FreeIPA is unable to reach the US West Control Plane
Timeline · 6 updates
- investigating Jun 05, 2024, 05:44 AM UTC
Investigating: Current Status: We are currently investigating a potential issue with FreeIPA service. We will have an update within 60 mins. Customer Experience: Customer may observe issues while performing control operations on environments in the US West. Incident Start time: 05:00 UTC June 5th, 2024
- investigating Jun 05, 2024, 06:28 AM UTC
We are continuing to investigate this issue.
- identified Jun 05, 2024, 06:33 AM UTC
Current Status: Our teams have identified the source of the issue. We are working on developing and implementing a solution to restore the service(s). We will have another update within 60 mins. Customer Experience: During this window, Customer may observe issues while performing control operations on environments in the US West.

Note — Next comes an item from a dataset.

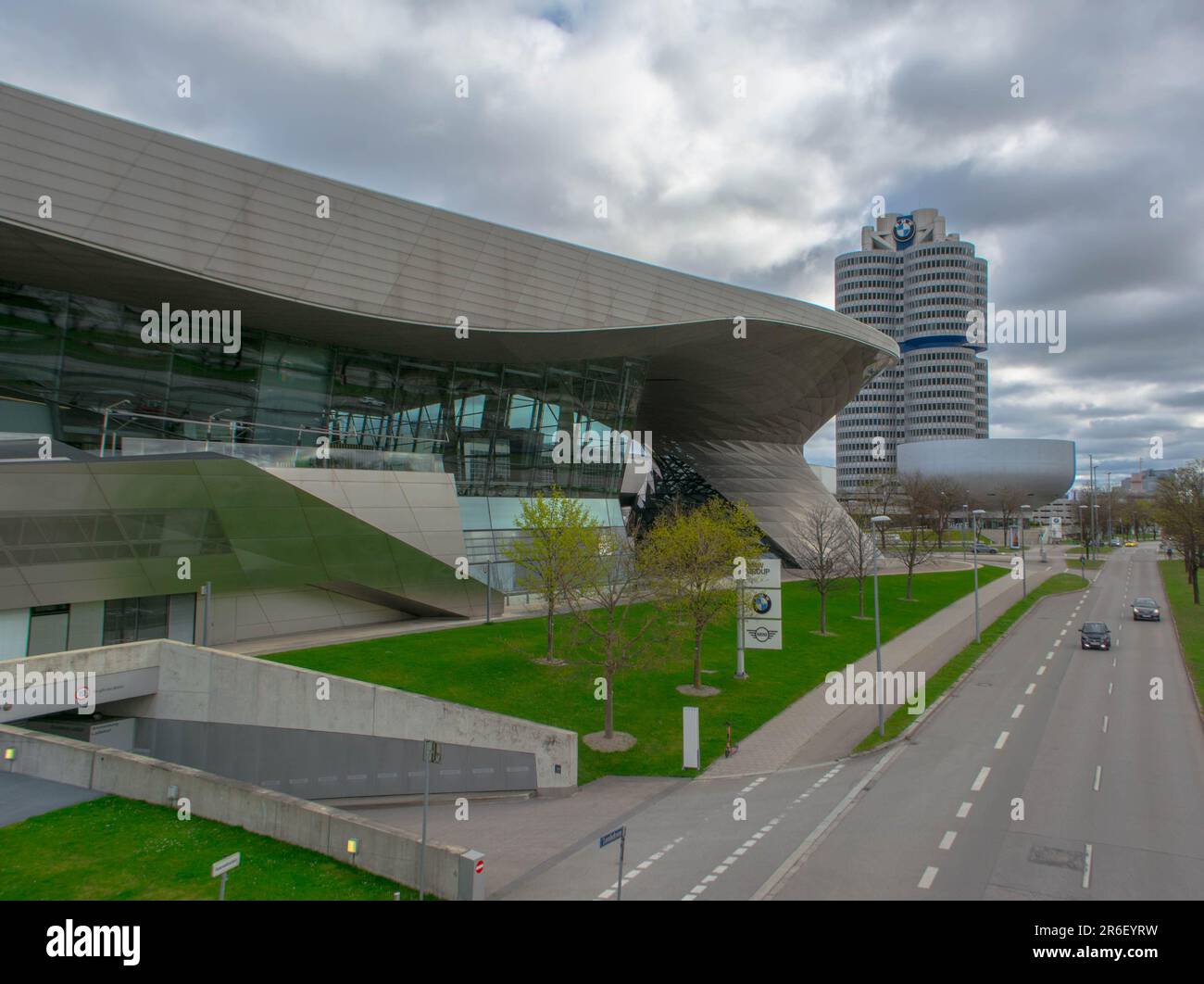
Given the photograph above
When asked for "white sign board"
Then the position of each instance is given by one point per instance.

Incident Start time: 05:00 UTC June 5th, 2024
- monitoring Jun 05, 2024, 07:03 AM UTC
A fix has been implemented and we are monitoring the results.
- resolved Jun 05, 2024, 07:22 AM UTC
Our teams have successfully deployed a fix for the issue and confirmed that the issue has been resolved. If you are still experiencing issues or have any questions please raise a support case with us. A root cause analysis (RCA) will be published within seven business days. Customer Experience: Customer may observe issues when accessing control plane for US West. Incident Start time: 01:00 UTC June 5th, 2024 Incident End time: 07:07 UTC June 5th, 2024
- postmortem Jun 12, 2024, 06:05 PM UTC
On June 5, 2024, our FreeIPA service experienced connectivity issues to our Control Plane service. Subsequent investigation identified the root cause stemmed from recent ingress changes implemented the day prior. In response, corrective measures were promptly taken to address the issue. Furthermore, we have implemented supplementary checks and preemptive actions to prevent similar occurrences in the future. We apologise for any inconvenience caused by the service disruption. We are fully committed to providing a reliable and robust platform and truly appreciate your understanding.